You're right. But I'm worried that the apps would end up reregistering platforms just to change options, thus overriding settings made by the deployment script, including weight. Maybe you could support both the argument on the autoserve function and an override method for dependency injection?

fbbdev commented 7 years ago

Thinking about it, one could add an API entry like this:

autoserve.options = function(platform, options) {
    var originalServe = platforms[platform].serve;
    autoserve.register(Object.assign({}, platforms[platform], {
        serve: function (app, opts) {
            return originalServe.call(this, app, Object.assign({}, opts, options));
        }
    }));
}

This would allow overriding options passed to the autoserve function call without needing additional properties on the platform object.

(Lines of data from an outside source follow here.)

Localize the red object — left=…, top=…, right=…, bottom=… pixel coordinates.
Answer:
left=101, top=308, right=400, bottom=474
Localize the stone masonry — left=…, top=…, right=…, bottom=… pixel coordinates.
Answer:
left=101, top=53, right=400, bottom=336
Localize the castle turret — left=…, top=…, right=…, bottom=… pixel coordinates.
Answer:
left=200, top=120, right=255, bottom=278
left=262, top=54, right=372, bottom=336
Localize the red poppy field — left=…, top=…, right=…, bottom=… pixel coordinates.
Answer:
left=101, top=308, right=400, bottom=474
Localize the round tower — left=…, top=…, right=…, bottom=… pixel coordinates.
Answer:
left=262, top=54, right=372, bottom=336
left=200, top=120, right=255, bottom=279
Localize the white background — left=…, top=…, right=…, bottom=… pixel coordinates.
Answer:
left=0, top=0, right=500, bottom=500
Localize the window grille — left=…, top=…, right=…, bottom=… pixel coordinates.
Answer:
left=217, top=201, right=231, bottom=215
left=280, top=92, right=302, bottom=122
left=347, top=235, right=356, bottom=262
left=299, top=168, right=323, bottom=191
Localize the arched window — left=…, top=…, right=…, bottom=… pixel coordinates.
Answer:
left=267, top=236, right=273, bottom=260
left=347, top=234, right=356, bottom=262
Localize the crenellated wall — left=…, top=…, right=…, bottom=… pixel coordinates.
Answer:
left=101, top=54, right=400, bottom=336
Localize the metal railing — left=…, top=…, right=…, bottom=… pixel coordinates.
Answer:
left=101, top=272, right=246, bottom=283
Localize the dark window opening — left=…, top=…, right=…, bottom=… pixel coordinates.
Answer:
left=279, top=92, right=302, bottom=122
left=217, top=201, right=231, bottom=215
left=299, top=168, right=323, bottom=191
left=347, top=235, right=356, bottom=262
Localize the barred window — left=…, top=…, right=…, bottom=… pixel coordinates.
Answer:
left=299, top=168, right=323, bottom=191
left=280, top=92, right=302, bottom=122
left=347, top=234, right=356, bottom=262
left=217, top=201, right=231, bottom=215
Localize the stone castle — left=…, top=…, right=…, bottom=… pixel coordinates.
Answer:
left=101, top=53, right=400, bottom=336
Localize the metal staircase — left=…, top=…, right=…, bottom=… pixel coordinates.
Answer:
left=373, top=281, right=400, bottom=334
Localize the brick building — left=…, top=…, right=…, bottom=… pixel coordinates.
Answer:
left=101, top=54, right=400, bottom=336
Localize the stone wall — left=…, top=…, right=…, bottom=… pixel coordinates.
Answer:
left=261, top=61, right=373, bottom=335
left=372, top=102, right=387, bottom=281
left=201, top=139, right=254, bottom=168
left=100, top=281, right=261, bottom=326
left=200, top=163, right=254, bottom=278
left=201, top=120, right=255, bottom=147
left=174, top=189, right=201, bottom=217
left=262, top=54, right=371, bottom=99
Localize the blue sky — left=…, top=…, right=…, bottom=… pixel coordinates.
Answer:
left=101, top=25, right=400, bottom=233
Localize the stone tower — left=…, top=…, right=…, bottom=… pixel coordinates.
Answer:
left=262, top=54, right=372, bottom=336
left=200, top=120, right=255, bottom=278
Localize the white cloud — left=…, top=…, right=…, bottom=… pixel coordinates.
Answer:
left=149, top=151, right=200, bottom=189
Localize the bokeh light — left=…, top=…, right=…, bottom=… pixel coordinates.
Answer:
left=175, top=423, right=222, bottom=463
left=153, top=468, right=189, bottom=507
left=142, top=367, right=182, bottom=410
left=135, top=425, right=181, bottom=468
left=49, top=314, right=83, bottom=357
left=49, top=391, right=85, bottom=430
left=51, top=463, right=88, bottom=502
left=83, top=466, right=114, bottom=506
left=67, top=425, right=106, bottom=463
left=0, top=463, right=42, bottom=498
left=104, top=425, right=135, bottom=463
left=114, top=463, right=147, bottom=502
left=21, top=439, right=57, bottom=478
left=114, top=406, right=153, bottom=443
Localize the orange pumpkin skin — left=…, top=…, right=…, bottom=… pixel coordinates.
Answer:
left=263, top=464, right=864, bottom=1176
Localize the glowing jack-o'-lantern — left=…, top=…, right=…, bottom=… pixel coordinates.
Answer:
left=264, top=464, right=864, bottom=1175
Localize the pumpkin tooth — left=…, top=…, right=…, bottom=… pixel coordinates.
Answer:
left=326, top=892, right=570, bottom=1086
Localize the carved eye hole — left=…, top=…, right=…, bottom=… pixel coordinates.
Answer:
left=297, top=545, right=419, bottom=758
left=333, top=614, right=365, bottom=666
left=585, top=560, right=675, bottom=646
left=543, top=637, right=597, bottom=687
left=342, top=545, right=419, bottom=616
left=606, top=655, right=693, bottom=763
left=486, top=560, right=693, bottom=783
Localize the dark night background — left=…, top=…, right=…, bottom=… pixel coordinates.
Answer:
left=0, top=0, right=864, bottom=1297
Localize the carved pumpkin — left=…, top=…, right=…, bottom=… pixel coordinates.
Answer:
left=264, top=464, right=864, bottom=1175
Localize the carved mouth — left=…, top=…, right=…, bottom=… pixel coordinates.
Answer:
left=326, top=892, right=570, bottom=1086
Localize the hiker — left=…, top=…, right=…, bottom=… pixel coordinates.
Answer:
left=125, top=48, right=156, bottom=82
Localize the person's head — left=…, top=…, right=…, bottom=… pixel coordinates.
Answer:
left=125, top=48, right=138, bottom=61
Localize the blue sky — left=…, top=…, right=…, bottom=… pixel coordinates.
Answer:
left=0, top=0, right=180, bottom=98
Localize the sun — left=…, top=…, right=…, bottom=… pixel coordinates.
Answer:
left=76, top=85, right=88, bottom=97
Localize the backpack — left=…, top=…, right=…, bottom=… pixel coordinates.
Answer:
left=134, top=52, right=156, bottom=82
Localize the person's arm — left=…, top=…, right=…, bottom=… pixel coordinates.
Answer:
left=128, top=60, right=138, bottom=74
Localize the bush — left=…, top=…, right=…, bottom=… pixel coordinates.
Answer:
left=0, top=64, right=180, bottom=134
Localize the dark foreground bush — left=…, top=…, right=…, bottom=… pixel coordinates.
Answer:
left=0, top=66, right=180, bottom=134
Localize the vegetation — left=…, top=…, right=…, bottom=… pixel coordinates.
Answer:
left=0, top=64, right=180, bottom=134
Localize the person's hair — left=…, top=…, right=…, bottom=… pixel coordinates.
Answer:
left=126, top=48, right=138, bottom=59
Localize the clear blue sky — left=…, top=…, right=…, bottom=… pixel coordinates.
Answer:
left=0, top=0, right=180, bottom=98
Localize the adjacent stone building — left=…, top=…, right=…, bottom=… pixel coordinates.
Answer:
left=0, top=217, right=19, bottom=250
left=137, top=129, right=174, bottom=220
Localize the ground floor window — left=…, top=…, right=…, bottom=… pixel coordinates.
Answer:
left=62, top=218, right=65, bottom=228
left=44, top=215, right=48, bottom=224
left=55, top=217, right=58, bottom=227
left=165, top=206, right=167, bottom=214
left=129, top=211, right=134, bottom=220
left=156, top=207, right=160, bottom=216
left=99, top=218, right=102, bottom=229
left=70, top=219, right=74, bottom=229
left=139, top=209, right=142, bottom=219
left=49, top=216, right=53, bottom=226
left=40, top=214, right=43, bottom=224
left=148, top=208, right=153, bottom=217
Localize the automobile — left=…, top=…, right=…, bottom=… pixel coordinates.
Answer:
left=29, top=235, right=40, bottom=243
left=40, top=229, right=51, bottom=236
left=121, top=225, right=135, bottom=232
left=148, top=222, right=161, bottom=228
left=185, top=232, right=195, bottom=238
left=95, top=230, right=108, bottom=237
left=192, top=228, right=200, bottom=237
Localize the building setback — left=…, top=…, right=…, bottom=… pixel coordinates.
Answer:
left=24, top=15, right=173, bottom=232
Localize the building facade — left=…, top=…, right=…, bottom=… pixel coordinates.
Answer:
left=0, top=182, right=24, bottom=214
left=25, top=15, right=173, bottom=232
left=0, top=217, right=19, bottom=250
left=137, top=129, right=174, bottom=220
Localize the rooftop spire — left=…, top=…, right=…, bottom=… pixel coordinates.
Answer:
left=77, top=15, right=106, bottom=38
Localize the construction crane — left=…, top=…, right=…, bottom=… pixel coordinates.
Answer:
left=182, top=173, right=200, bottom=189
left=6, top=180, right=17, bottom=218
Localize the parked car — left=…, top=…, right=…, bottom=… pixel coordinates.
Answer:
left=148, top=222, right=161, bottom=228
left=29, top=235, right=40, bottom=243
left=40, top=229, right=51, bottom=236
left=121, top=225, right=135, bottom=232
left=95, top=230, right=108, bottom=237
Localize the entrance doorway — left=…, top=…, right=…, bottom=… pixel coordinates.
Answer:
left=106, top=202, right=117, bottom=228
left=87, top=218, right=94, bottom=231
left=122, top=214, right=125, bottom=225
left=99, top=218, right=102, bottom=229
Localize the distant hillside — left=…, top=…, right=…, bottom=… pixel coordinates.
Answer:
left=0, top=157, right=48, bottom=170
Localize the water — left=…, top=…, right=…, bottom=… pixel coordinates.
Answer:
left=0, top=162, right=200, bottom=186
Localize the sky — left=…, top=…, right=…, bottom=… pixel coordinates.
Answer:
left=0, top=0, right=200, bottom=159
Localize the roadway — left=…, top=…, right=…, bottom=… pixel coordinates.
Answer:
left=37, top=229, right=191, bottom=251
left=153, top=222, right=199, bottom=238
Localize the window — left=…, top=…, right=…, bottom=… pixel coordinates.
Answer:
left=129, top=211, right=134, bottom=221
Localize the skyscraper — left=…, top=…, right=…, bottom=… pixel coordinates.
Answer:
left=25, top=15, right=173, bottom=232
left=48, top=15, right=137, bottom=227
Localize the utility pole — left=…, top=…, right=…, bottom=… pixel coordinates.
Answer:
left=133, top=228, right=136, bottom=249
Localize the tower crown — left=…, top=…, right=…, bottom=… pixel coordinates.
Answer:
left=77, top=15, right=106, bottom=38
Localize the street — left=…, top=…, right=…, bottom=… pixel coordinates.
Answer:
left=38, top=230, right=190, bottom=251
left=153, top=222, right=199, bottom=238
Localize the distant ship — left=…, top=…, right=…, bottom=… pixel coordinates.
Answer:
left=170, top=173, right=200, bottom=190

Then you would just specify in the documentation that this method is meant for dependency injection.

fbbdev commented 7 years ago

Or maybe you could just add a single method, called override or the like, which only automates the copy-modify-register part. This would allow to change both options and weight, but it would put some more burden on deployment script authors.

autoserve.override = function(platform, obj) {
    autoserve.register(Object.assign({}, platforms[platform], obj));
}

// Usage in deployment script:
autoserve.override('fastcgi', { weight: -10 });
var originalServe = autoserve.platforms.http.serve;
autoserve.override('http', { serve: function(app, opts) {
    return originalServe.call(this, app, Object.assign({}, opts, { port: 2000 }));
});

I don't really know which way would be better. Anyway, I'm totally against using platform object properties to set options because this puts on platform module developers the burden of getting the logic right.

fbbdev commented 7 years ago

Sorry for posting so many comments. Maybe the option logic could stay entirely out of platform objects: you could have a global property of the module, named options, which would override the option argument passed to autoserve:

module.exports = function (app, options) {
    options = Object.assign({}, options || {}, module.exports.options);
    var platform = module.exports.detect();
    platform.serve(app, options[platform.name]);
}

module.exports.options = {};

And in the deployment script you would write autoserve.options.http = { port: 2345 }

binki commented 7 years ago

Making options a module property sounds like a proper way to go. Then autoserve will make sure the platform’s specific options are passed to platform.serve(app, options). That is much more obvious/maintainable than requiring the platform code to look for this.options.

With your request to reverse weight, now I’m more confounded on what to do :-p. I still for some reason thing that if it’s called weight it should go in the order it is right now. I guess I’ll rename it to priority and then reverse it.

Regarding the override() idea, I guess providing override(platformName, obj) as convenience would be helpful. But it seems like I shouldn’t have to do that. In C# I’d implement that as an extension method generalized to IRegistry (I don’t like JavaScript’s alternative of prototype injection, it’s totally different). But I should just stop complaining and do it ;-).